Strano modo di procedere, alla Rai. Quelle sono le regole ed io non le discuto, come d’altronde non le ha discusse Vittorio. Però, caspita, come lei dice, caro Battaglia, due milioni di spettatori non sono certo bruscolini. Mi piacerebbe sapere quanti ne collezionò il martire Santoro allorché esordì col suo Samarcanda. Ma è probabile che le regole del gioco siano cambiate e la Rai abbia deciso di sopprimere il rodaggio: o hai sette, otto milioni di telespettatori subito, di primo acchito, o chiudi baracca. Non è proprio un giocare leale perché la misura di tutte le cose (di tutti gli share) è il festival di Sanremo o la partita di coppa, faccende popolari di per sé e lontane le mille miglia da un talk show.
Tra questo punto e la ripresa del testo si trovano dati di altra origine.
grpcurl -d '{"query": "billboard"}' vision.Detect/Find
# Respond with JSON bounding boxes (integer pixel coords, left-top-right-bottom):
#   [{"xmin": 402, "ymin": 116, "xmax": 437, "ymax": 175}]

E perché il nuovo entrato deve misurarsi, in un duello all’ultimo sangue, con chi ha avuto tutto il tempo, anni e anni, per fidelizzare - brutta parola, ma questo è il vocabolario del marketing - il proprio pubblico. Pazienza, caro Battaglia: è andata così.

Ma se la cattiva mamma Rai ci ha negato il piacere di trasmissione intelligente, share o non share Sgarbi rimane sempre, oltre che un amico, un grande.